Muitos observadores dizem que a experiencia dos últimos anos demonstra que a CPMF não faz falta. Não sei se é verdade. Mas sinceramente duvido que a saúde pública não pudesse ter tido nenhuma melhora significativa com a carga de bilhões de reais — o governo fala em 40 bi, desconfio que fosse menos — que lhe foi subtraída desde 2007, quando a CPMF foi eliminada.

Seja como for, por trás desse argumento esconde-se o pressuposto de que a saúde pública está funcionando muito bem e atende a todas as necessidades e a todas as pessoas que precisam de seus serviços. Basta ir para um desses hospitais exemplares — as Clínicas em São Paulo, por exemplo — para verificar que não é assim. A distribuição de remédios é controlada e nem sempre chega a todos que necessitam. Exames indispensáveis são realizados após meses de espera. Em muitos casos o atendimento é realizado por residentes e não por médicos experimentados.

No país inteiro, pacientes de doenças graves só conseguem tratamento se batem às portas da Justiça para receber remédios eficientes — e caríssimos. Caso contrário, vão mais cedo para o túmulo.

O que permitiu um atendimento razoável apesar da extinção da CPMF foi uma janela criada pelo crescimento econômico. A arrecadação continua subindo e sempre irá subir enquanto o país estiver num período de aquecimento econômico. Nessas horas, de bonança, o Estado costuma encher seus cofres. Para que?

Para realizar investimentos, poupar e não ficar em petição de miséria quando a economia perder força, o que é certo como um dia após o outro.

Outra possibilidade é dar saltos na qualidade de serviço, que está longe de ter atingido um padrão civilizado — como ficou claro, inclusive, na campanha presidencial, quando os candidatos chegavam a competir pela oferta de promessas na área.

Nos debates que envolvem gastos do Estado, economistas conservadores gostam de lembrar a lição de que não existe almoço grátis. É verdade. Aplicando essa regra a nossos hospitais, médicos e pacientes, é bom lembrar que também não existe saúde grátis. A questão é saber como financiá-la, numa época em que a vida é reconhecida como o principal bem de uma pessoa e a Constituição informa que ela é um direito de todos e um dever do Estado.

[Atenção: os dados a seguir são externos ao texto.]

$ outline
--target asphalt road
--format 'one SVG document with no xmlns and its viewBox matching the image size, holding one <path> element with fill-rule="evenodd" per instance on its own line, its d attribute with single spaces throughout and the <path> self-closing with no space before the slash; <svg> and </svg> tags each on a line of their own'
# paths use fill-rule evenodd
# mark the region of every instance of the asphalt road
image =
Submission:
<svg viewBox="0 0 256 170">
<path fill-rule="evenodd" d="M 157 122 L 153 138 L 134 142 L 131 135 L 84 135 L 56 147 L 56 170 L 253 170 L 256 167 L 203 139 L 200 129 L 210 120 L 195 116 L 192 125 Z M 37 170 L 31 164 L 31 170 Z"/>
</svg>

Em teoria você pode privatizar a saúde mas mesmo um país com renda per capta muito maior, como os EUA, já percebeu que esse modelo é caro, ineficiente e gera altas margens de desperdício. O modelo mais adequado, com todas as falhas, desvios e problemas que pode oferecer, é um sistema de saúde pública. Você pode até discutir a gestão do sistema. Mas não há debate sério sobre o caráter do melhor sistema de saúde. Ele pode ser aperfeiçoado, reformado, aprimorado mas não se pensou em nada melhor por aí. E este sistema sempre vai ser caro — se você quiser que seja eficiente.

Por isso vários governadores, mesmo da oposição, são favoráveis a um retorno da CPMF. Eles sabem a vantagem eleitoral de um bom atendimento a seus eleitores. Eu acho bom trocar votos por serviços realmente necessários, você concorda?
Outra possibilidade são as chamadas mudanças de orçamento. Vejo dois problemas aí. O primeiro é que você pode tirar dinheiro da educação, dos programas sociais e de outras rubricas, prejudicando a população em outras áreas. Outro problema é a inconstancia. Mudanças de orçamento envolvem debates anuais, podem ocorrer ao sabor de conveniencias e interesses dos partidos no Congresso. Não parece a melhor solução.